In his career, Kendrick has pitched in 191 games, with the mean BABIP of .282 and a standard deviation of .138. With games as the unit of analysis, this suggests that in 95% of Kendrick's games, his BABIP would be somewhere between .262 and .301. Given the fairly large sample size, we wouldn't necessarily expect a BABIP in those bounds for any particular game, but to see a BABIP repeatedly outside of those bounds over a period of time suggests that luck is a bad explanation for the variation.

Kendrick's individual game BABIP bounced around in the first half of 2013, from a low of .105 to a high of .375. In the second half, he's exceed that .375 in seven of 14 starts, and the .375 was itself well outside the expected range. The odds of this happening purely by chance are less than 5%. So something's going on right?

Well, in 5 of those other second half starts, Kendrick's BABIP is below the low bound expectation of BABIP, with little evidence of any trend, except for 3 mid-August starts with BABIPs all above .350. Otherwise, he's pitched to a good BABIP, then a bad one.

So what do the last 14 games point to? A BABIP trend that is extremely unlikely and likely due to "something"? A streak of back luck and nothing more?

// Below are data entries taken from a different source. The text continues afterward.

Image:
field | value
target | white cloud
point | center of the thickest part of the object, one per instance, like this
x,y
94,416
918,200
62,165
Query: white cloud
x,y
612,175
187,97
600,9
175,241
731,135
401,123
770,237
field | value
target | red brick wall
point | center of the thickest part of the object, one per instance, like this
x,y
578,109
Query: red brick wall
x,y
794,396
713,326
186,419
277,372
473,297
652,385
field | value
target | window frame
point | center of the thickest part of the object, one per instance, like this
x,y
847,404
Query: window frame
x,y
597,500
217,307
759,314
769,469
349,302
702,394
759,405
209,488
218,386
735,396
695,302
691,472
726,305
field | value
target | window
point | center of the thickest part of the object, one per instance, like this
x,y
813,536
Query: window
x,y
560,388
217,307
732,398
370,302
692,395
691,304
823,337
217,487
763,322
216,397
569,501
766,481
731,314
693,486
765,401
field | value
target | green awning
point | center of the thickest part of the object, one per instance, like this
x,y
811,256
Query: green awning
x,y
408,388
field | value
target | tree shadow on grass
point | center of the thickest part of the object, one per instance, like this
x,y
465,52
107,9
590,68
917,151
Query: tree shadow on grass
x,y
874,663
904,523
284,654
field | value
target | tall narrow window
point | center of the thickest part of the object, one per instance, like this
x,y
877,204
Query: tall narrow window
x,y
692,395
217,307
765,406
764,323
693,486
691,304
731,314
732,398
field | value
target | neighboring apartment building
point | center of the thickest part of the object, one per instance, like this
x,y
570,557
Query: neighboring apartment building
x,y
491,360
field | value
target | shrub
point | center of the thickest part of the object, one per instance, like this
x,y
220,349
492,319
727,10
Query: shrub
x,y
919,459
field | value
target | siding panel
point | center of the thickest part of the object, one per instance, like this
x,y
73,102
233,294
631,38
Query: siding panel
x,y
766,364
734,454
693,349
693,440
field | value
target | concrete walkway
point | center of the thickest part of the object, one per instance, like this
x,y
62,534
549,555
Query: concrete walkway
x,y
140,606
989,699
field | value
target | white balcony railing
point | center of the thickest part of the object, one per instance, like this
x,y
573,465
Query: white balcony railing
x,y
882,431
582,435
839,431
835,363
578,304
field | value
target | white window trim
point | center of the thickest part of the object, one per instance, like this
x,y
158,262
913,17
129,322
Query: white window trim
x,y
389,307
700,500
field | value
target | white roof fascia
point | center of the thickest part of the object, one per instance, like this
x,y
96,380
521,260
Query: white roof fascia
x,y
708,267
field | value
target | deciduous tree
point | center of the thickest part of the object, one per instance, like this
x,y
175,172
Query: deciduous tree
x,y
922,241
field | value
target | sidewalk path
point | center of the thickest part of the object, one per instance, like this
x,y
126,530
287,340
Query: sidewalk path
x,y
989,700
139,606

This is the challenge for a GM who uses data. The data require interpretation, and could lead to two conclusions, one of which is wrong:

1. Kendrick's BABIP has been so high recently that chance is an unlikely explanation and something is wrong -- he's missing spots, he's hurt, etc.

2. Kendrick's BABIP has been high lately, but it's likely an anomaly and he'll still usually be around .282 which is valuable for a mid-rotation starter.

My two cents -- Selecting the last 14 games is cherry picking a cut-off point. His BABIP this year is .307 and over the past two years, it's .279. In other words, increasing the sample size to include last year's starts shows that his BABIP is right around the career mean. The last 14 starts represent about 7% of his career games and less than 5% of his career starts. The fact that his BABIPs in the past 14 starts have been so far out of his career confidence bounds isn't all that surprising -- we'd expect 5% of his games to be outside the bounds. It's odd that so many of his second half starts have been so much higher than his norm, but there's no reason to think it's anything other than odd at this point. The most likely outcome is that his BABIP will settle in and regress back to that career mean around .285. That said, it is entirely possible that his BABIP will remain generally high and settle to a new, higher mean level.

Data may not lie, but they also can't predict the future. Even a GM who is sophisticated with data deals with significant uncertainty. With his solid health record and age, I'd probably keep him around for another couple of years.